A brown mare, the last proprietor of whom was Mr. Bishop, trotted upon the Epsom road, sixteen miles in fifty-eight minutes and a half, carrying twelve stone; and it was then said to have been the first time that distance had ever been trotted within the hour. In 1791, being eighteen years old, she trotted on the Essex road, sixteen miles in fifty-eight minutes and some seconds, beating a famous trotter of Mr. Green's for fifty pounds; and it was the opinion of the sporting parties concerned, that she would have trotted thirty miles within two hours; a distance which was actually trotted in two hours and ten minutes, by the celebrated chesnut mare of Mr. Ogden's. A grey mare, called the Locksmith's, trotted seventy-two miles in six hours. In 1793, a grey mare, of Mr. Crocket's, trotted one hundred miles in twelve hours, and had twenty minutes to spare. A five year old, son of young Pretender, (who was got by Hue and Cry,) trotted in Lincolnshire, sixteen miles in fifty-nine minutes, carrying fifteen stone.

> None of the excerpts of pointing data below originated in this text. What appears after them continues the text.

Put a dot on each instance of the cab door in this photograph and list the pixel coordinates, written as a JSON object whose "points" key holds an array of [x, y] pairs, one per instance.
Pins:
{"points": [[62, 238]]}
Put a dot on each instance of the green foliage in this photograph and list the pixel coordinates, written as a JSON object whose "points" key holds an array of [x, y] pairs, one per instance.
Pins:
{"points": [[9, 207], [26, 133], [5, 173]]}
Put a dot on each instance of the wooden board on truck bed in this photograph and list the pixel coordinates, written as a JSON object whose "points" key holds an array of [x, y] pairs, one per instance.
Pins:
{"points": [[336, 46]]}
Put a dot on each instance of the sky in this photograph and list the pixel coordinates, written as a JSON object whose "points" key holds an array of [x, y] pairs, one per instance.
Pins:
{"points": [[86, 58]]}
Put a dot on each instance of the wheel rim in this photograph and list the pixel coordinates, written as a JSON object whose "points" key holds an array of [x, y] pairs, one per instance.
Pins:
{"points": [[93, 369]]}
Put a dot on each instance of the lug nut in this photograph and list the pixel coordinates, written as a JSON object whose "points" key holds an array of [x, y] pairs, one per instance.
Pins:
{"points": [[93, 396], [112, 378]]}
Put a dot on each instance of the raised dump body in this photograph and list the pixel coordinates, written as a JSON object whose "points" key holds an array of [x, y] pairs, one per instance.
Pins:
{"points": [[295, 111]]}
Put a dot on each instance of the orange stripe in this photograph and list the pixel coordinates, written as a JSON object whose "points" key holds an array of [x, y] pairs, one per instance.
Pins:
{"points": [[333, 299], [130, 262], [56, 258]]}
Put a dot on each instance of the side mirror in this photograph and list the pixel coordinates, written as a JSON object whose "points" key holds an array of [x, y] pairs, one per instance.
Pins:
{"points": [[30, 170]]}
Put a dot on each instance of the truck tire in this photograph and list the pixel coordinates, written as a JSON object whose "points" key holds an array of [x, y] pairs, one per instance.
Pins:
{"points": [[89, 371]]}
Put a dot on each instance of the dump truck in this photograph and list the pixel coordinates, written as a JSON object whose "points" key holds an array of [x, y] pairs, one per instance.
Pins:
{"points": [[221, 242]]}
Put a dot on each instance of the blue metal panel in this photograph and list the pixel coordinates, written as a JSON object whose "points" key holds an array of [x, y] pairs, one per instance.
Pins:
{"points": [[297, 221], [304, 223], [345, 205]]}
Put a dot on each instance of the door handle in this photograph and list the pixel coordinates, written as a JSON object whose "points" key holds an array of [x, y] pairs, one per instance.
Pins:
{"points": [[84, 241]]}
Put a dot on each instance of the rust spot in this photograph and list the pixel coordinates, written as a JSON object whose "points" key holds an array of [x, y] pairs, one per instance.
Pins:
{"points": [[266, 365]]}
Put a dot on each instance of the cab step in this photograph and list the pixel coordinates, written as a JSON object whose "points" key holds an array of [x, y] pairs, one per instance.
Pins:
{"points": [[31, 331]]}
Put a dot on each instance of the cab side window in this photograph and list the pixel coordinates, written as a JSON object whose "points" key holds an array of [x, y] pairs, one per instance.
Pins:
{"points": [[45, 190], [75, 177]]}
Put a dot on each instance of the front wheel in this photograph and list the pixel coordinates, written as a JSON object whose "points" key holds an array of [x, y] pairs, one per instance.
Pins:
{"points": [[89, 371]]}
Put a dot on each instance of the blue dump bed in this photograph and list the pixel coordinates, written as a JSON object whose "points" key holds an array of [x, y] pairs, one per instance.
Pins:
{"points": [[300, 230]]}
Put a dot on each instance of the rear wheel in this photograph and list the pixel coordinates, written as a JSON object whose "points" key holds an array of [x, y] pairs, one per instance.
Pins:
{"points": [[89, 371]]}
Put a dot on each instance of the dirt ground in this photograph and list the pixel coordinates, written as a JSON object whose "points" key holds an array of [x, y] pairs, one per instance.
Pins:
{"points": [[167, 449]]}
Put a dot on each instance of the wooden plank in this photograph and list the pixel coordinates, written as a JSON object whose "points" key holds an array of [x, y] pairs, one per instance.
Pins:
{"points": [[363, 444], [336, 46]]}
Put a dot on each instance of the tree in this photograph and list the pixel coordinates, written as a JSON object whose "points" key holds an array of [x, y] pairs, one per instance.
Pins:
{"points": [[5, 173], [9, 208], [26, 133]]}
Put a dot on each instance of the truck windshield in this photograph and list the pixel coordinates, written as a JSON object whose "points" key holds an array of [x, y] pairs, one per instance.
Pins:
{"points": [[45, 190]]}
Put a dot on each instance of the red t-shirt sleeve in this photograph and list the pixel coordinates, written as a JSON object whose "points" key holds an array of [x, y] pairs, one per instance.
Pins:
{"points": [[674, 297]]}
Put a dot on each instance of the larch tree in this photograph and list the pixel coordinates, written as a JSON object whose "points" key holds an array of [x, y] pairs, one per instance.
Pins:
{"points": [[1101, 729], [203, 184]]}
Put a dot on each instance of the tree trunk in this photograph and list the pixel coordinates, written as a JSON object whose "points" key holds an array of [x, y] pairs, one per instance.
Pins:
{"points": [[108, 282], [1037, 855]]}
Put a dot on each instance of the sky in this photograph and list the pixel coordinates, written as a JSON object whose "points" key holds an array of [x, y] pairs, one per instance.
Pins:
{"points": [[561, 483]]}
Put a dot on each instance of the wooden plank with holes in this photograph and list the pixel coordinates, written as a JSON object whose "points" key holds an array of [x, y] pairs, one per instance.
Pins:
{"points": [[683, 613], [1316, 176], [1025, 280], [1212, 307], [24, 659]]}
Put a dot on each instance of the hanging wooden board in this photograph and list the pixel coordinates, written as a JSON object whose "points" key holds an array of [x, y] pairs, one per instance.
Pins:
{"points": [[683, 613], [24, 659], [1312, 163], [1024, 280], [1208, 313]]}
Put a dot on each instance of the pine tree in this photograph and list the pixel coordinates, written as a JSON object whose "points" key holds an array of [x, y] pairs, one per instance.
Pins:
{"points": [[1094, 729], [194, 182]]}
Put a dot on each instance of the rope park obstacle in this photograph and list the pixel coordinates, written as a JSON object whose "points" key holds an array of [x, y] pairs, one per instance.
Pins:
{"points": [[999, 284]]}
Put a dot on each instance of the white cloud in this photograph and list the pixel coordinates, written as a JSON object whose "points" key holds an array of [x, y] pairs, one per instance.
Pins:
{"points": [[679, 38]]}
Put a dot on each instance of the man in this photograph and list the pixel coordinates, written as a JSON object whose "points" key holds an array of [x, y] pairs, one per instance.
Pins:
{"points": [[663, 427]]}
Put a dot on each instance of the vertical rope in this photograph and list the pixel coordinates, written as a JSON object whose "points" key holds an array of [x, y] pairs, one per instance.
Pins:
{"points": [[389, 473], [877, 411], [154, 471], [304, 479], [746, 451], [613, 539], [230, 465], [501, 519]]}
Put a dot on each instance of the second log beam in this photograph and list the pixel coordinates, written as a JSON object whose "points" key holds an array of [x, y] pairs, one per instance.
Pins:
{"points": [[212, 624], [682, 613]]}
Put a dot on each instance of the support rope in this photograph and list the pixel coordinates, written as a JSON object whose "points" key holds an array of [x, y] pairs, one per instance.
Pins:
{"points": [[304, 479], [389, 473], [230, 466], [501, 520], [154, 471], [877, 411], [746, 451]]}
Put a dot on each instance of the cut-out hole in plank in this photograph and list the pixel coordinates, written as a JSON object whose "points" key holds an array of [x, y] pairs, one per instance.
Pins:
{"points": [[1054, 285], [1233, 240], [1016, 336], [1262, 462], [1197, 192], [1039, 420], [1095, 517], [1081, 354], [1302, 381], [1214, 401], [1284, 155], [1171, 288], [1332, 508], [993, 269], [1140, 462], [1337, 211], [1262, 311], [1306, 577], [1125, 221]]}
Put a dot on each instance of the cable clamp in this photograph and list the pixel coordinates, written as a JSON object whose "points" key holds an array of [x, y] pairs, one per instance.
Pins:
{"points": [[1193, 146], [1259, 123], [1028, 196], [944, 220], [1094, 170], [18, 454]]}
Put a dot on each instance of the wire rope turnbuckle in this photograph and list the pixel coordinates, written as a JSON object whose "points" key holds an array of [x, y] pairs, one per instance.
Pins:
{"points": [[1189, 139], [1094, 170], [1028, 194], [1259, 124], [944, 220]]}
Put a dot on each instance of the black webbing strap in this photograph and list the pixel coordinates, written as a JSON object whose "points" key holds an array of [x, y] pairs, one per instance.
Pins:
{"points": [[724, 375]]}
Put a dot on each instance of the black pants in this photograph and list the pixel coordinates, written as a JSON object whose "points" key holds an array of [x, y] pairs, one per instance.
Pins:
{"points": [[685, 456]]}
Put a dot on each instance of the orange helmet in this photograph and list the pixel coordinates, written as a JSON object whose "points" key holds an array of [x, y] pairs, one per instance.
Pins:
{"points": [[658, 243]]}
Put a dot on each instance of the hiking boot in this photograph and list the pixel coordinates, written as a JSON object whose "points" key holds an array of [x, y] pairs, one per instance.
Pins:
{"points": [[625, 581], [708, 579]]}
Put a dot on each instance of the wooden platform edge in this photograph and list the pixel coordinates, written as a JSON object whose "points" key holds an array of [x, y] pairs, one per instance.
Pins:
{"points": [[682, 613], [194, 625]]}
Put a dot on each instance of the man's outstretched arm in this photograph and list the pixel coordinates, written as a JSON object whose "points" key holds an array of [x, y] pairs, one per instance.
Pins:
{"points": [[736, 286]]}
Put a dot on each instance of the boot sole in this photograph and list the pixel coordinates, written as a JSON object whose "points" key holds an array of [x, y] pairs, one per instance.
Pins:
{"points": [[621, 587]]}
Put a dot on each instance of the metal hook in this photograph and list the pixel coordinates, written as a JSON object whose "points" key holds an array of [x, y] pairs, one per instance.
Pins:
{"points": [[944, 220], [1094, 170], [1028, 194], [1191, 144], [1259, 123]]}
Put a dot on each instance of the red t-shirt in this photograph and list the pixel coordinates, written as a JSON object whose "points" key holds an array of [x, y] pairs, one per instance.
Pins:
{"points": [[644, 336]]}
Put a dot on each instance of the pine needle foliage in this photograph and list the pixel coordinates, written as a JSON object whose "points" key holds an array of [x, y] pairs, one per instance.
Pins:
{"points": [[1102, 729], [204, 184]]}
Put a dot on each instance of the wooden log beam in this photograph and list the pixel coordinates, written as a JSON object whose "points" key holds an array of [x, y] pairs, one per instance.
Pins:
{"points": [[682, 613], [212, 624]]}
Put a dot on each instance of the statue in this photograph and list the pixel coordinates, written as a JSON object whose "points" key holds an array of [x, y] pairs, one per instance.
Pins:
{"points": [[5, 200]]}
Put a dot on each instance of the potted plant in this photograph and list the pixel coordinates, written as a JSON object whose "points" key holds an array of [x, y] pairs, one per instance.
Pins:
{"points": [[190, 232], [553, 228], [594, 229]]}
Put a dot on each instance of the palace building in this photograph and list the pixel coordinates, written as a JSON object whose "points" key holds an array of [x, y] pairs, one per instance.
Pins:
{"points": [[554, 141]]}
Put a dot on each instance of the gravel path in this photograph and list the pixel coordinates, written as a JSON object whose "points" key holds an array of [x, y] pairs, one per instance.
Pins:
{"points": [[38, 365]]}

In April, 1792, a bay gelding, called Spider, and an old chesnut gelding, called Cartwright, near thirty years old, trotted thirty-two miles in two hours between Stilton and Cambridge. Spider trotted the first twenty-four miles in one hour twenty-eight minutes and a half, and the old horse the remainder. It was supposed they could have trotted thirty-four miles within the time agreed on. In 1797, Mr. Dyson made a bet of 100 guineas with Mr. Fagg, that he would produce a mare which should trot upon the road between Cambridge and Huntingdon seventeen miles within the hour: the experiment was made on the 7th of August in that year, and the mare lost by one minute and four seconds only. On the 13th of June, 1799, a trotting match was decided over Sunbury Common, between Mr. Dixon's brown gelding and Mr. Bishop's grey gelding, carrying twelve stone each, which was won by the former, having trotted the eight miles in twenty-seven minutes and ten seconds. Extraordinary as these performances have been, no less entitled to recital, is a bet made by Mr. Stevens, which was decided on the 5th of October, 1796, that he would produce a pair of horses, his own property, that should trot in a tandem from Windsor to Hampton Court, a distance of sixteen miles, within the hour: notwithstanding the cross country road, and great number of turnings, they performed it with ease in fifty-seven minutes and thirteen seconds.